Nova Orleans, Estados Unidos, anos 1930. Bares eram invadidos por gaitas e violões e se tornavam cada vez mais conhecidos por oferecer blues durante toda a noite. Campinas, 1990. Décio Caetano toma um trem em direção a Ribeirão Preto e encontra, por acaso, jovens que rumam para um festival internacional de blues. Por meio de um walkman, tem o primeiro contato com o ritmo, cogerador de gêneros musicais mais jovens do rock à soul music.
Não teve jeito. Quase 20 anos depois, o guitarrista citado pela Revista MTV como um dos cinco maiores bluesmen brasileiros tenta trazer o espírito daquelas festas do início do século 20 a Curitiba, ao realizar hoje à noite o Revival Blues Festival, no Wonka Bar.
Já em sua estreia, o evento leva, ao mesmo palco, nomes reconhecidos e revelações do gênero. A Décio Caetano Blues Banda formada também por Fernando Rivabem (bateria) e Edu Mella (baixo) será a anfitriã, recebendo o gaitista Róbson Fernandes e a guitarrista-revelação Johaine Droppa, de apenas 18 anos, "em uma genuína blues night".
"O Róbson é um dos melhores gaitistas de blues da América do Sul e apresenta muita variedade em seu repertório", diz o paranaense Caetano em referência ao músico paulista. Já Johaine Droppa, apesar da pouca idade, já foi destaque da revista BluesnJazz, uma das mais conceituadas do gênero no Brasil.
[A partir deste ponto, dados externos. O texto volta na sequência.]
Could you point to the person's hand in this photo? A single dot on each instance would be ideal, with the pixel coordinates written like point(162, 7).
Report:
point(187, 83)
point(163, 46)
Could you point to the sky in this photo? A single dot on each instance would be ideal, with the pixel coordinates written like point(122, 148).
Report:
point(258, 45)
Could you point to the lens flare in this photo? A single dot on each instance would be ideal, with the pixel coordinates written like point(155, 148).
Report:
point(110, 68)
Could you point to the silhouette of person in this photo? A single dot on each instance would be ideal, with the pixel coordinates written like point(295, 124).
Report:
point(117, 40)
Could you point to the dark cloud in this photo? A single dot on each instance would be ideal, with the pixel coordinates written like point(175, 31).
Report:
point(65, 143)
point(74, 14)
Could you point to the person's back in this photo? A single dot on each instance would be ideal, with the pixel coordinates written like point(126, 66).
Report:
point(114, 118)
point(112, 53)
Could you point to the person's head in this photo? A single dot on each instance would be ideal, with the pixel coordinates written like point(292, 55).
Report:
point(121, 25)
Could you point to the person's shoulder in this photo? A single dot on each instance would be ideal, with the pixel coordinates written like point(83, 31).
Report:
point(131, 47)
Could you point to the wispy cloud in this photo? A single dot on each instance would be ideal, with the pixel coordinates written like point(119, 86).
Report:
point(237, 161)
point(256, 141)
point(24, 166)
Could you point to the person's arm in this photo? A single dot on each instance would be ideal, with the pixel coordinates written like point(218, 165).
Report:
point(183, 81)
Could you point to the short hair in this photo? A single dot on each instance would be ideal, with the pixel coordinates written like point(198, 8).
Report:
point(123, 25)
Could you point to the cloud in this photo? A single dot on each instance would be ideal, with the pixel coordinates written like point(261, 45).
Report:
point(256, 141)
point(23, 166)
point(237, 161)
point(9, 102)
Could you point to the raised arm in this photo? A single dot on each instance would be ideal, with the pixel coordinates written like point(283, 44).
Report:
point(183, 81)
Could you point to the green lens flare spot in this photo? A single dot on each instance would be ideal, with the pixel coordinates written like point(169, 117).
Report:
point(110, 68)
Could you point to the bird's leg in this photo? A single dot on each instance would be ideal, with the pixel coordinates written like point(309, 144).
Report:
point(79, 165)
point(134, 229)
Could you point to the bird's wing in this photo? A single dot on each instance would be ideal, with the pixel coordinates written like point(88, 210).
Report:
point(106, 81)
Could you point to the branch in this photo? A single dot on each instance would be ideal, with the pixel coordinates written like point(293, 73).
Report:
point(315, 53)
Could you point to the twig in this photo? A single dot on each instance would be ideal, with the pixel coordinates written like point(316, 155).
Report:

No repertório, músicas dos quatro discos já lançados por Caetano e outras, de autoria dos convidados. Róbson Fernandes gravou em 2008 o disco Cool, elogiado internacionalmente. Produzido pelo norte-americano Carlos Sander, o CD explora várias vertentes e ritmos diferentes do blues, com influências do som de Chicago, California e New Orleans.
A curitibana Johaine Droppa que também toca flauta e piano encontrou a guitarra aos 12 anos. Logo depois, gravou Blues Sisters, seu primeiro disco, destaque positivo na revista Jazz+.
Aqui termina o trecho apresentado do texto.